Indigenous Reparation and Recognition in Seattle
When we’re out at public speaking venues in Seattle these days-- if we’re out in public at all —we’re likely to hear some version of this statement:
“We acknowledge that we are on the traditional land of the Coast Salish people, including the Duwamish People past and present.”
It has become de rigueur for organizations to make such acknowledgements, but they are just words. They seek to honor the people who lived here before us, people who live here still, but is that enough?
This past January, reporter Marcus Harrison Green wrote an article titled “Does a Wealthy City Owe Its First Residents Reparations?” This panel discussion addresses that question and explores ways we might better recognize the legacy and current reality of the people we displaced.

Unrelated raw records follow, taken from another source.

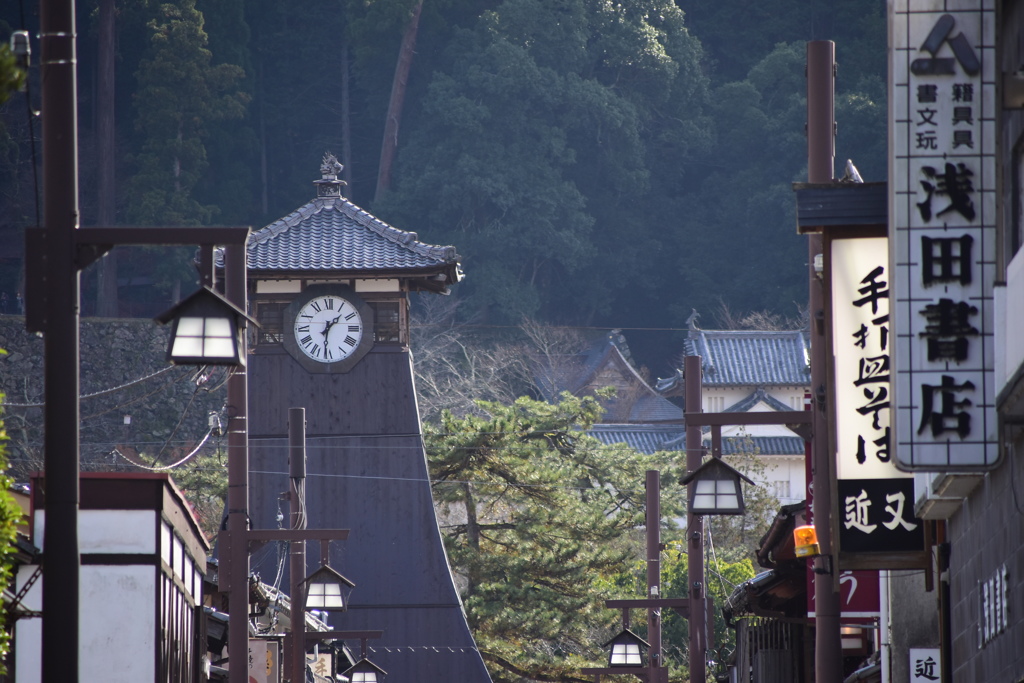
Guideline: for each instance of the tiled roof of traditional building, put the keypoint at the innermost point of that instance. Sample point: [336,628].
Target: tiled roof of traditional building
[645,438]
[635,401]
[332,233]
[650,438]
[743,357]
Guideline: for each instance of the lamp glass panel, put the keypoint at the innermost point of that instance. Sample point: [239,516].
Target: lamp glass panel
[705,486]
[189,326]
[186,347]
[220,347]
[325,596]
[704,501]
[626,654]
[728,502]
[203,338]
[218,327]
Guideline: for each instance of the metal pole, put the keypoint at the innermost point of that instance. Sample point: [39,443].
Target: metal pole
[694,527]
[297,554]
[820,166]
[654,569]
[61,562]
[238,484]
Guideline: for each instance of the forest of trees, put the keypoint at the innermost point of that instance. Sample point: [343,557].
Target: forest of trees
[595,163]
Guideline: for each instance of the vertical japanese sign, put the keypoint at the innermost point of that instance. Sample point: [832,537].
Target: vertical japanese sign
[942,229]
[876,500]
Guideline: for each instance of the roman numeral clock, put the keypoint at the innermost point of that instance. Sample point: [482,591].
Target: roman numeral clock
[330,284]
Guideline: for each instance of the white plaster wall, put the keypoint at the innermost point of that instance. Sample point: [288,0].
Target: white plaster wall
[117,632]
[109,530]
[1010,323]
[29,632]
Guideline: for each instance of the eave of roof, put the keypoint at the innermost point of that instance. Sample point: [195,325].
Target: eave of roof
[334,235]
[743,357]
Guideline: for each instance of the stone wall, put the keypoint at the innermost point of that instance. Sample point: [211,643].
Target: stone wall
[133,402]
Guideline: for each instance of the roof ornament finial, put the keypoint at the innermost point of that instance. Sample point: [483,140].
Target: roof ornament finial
[329,185]
[691,322]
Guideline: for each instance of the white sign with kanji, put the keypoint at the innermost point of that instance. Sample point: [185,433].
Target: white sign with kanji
[942,232]
[925,665]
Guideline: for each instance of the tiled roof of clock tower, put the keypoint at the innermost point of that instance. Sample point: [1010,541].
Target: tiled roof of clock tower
[332,233]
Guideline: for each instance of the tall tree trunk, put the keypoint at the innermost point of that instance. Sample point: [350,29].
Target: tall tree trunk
[346,120]
[390,142]
[107,289]
[264,184]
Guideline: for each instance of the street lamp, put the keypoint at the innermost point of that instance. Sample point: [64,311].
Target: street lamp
[627,649]
[805,542]
[717,489]
[206,329]
[326,589]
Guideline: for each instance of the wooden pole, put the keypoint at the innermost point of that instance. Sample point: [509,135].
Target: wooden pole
[61,562]
[694,527]
[820,167]
[297,549]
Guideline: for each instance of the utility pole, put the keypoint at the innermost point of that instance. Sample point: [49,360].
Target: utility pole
[694,527]
[820,167]
[60,439]
[297,549]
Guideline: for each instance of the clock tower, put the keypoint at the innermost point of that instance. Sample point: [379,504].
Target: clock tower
[330,285]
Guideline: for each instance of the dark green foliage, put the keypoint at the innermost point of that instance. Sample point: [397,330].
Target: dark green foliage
[10,515]
[607,164]
[536,514]
[179,92]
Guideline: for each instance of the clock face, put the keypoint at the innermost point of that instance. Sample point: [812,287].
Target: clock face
[328,329]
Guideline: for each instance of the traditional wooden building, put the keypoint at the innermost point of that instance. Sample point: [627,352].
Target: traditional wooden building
[330,286]
[754,371]
[143,560]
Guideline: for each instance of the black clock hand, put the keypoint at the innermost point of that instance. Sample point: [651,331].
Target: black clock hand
[330,324]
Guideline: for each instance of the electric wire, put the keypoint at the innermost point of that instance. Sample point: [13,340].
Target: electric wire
[31,118]
[164,468]
[101,392]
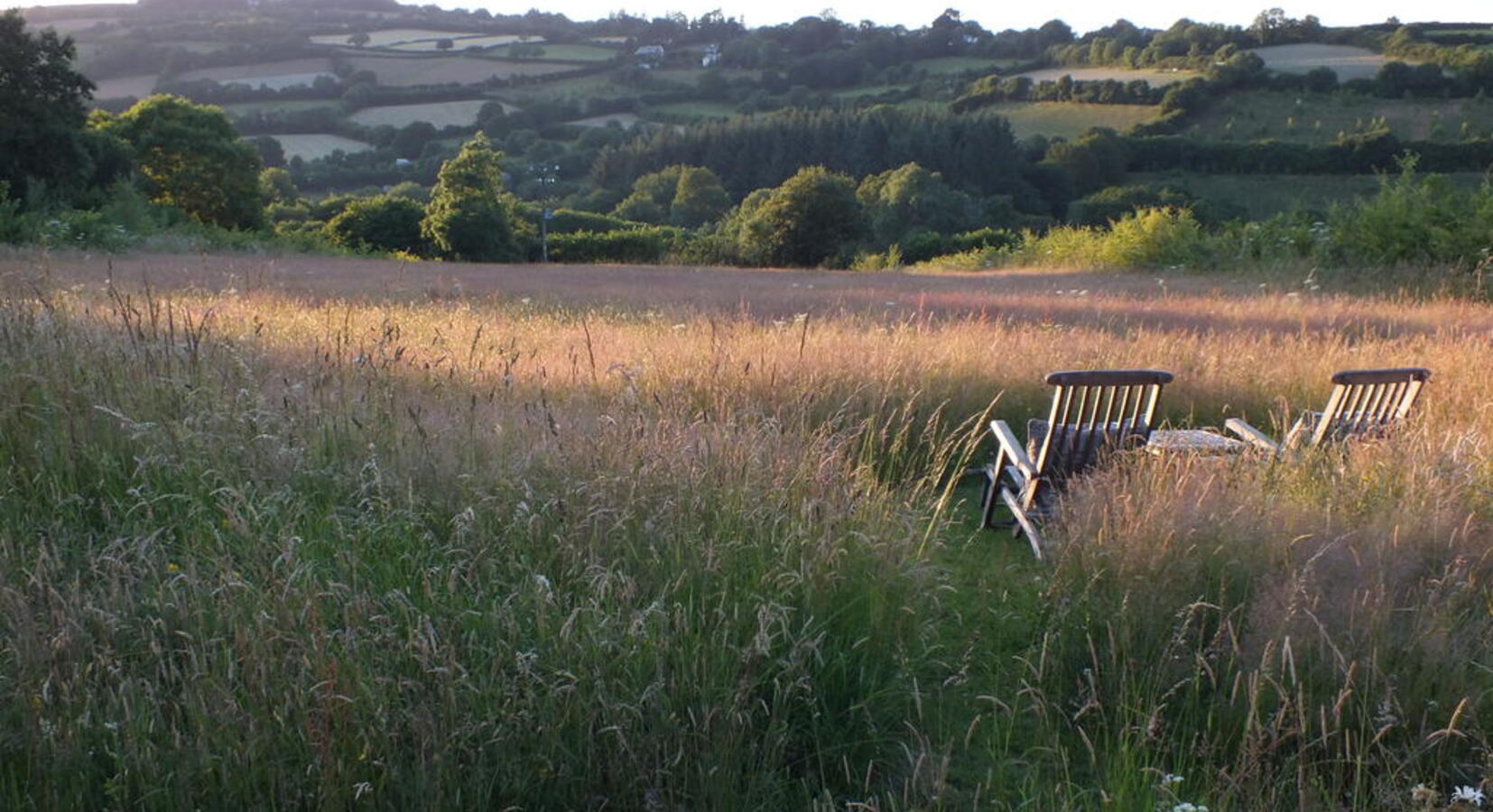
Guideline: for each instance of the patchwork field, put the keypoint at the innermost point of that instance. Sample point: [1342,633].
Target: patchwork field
[1346,60]
[125,87]
[392,36]
[639,538]
[1068,120]
[1264,196]
[317,145]
[457,43]
[1157,78]
[440,114]
[570,52]
[1320,118]
[623,120]
[438,70]
[275,75]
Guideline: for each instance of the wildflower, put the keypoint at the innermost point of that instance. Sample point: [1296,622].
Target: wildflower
[1468,794]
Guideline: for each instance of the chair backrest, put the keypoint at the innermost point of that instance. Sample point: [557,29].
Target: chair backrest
[1367,401]
[1093,412]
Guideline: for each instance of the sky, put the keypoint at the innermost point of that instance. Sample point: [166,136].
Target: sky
[1082,15]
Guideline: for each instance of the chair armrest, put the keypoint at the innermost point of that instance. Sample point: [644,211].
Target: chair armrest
[1011,448]
[1251,435]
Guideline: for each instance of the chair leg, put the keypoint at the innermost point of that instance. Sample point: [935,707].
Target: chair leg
[1025,522]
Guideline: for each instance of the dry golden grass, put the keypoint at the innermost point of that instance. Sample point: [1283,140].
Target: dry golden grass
[733,492]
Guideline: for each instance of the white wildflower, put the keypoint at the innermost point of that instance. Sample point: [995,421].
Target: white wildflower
[1468,794]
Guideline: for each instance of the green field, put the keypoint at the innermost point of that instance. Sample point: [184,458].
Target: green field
[1321,118]
[1068,120]
[1262,196]
[941,66]
[566,52]
[694,109]
[1346,60]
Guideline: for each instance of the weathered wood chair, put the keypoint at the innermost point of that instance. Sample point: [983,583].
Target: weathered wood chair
[1363,401]
[1093,412]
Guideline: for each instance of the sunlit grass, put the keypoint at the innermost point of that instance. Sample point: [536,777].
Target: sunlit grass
[495,552]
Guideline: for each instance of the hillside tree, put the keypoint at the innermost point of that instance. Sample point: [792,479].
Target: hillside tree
[469,216]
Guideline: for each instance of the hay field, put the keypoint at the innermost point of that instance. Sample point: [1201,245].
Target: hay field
[418,536]
[276,75]
[1319,118]
[438,70]
[393,36]
[1068,120]
[440,114]
[1347,60]
[125,87]
[1157,78]
[317,145]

Bitterroot Magazine managing editor Maggie Mertens moderated the conversation, which included the following participants:
- Russell Brooks (Southern Cheyenne): Executive director of Red Eagle Soaring Native Youth Theatre in Seattle.
- Marcus Harrison Green: Publisher of the South Seattle Emerald.
- Rachel Heaton (Muckleshoot): Co-founder of Mazaska Talks, a tool that supports community divestment from banks that finance fossil fuel development.
- Fern Renville (Dakota): CEO of SNAG Productions.
- Robin Little Wing Sigo: Director of the Suquamish Research & Strategic Development Department and a member of the Suquamish Tribal Council.
Town Hall Seattle, the South Seattle Emerald and Bitterroot presented this discussion at Town Hall on January 22.